General Exploration Analysis

General Exploration analysis type uses event-based sampling collection and is targeted for the Intel® Xeon™ Phi coprocessor.

This analysis is a good way to triage hardware issues in programs running on the Intel Xeon Phi coprocessor. Once you have used Hotspots analysis to determine hotspots in your code, you can perform General Exploration analysis to understand how efficiently your code is utilizing the Intel Xeon Phi coprocessor architecture.

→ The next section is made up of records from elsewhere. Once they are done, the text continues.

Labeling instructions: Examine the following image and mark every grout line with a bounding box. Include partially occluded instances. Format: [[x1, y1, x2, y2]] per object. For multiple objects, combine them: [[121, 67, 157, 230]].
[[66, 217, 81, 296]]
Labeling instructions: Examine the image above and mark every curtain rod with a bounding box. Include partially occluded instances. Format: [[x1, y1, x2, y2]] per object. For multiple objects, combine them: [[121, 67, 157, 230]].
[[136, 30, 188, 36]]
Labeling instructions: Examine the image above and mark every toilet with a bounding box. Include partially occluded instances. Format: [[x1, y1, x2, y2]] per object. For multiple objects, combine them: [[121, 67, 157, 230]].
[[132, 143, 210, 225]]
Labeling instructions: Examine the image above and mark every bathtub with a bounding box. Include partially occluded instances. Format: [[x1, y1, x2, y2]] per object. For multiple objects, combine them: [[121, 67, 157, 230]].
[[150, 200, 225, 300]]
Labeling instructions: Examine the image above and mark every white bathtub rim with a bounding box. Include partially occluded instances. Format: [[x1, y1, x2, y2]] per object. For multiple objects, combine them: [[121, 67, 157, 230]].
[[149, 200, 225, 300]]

The Intel Xeon Phi coprocessor is ideally suited for highly parallel applications that feature a high ratio of computation to data access. It is composed of up to 61 CPU cores connected on-die via a bi-directional ring bus. Each core is capable of switching between up to 4 hardware threads in a round-robin manner, resulting in a total of up to 244 hardware threads available. Each core consists of an in-order, dual-issue x86 pipeline, a local L1 and L2 cache, and a separate vector processing unit (VPU). Being an in-order machine, the coprocessor can be sensitive to stalls on memory access so the round-robin scheduling of the threads and aggressive compiler-generated software prefetching are used to mitigate that. It is also important that each hardware thread uses the available vectorization width as much as possible.

To provide a dive into possible issues, the General Exploration analysis type provides ability to collect the following groups of metrics:

L1 cache usage , and estimated maximum latency for L1 cache misses
L2 cache usage. The data for additional L2 cache events should be used with caution since they include cache misses from software prefetch instructions.
Vectorization usage
TLB usage efficiency

All of the metrics in this analysis type measure activity within one Intel Xeon Phi coprocessor.

The metrics that you get after collecting one or several groups have programmed thresholds. When the value for the metric is outside the threshold, the cell corresponding to that hotspot will turn pink, giving you a hint when more investigation may be warranted. Memory bandwidth can be calculated using another profile as an additional performance metric. For details on tuning methodology and metrics, see the Optimization and Performance Tuning for Intel® Xeon Phi™ Coprocessors article.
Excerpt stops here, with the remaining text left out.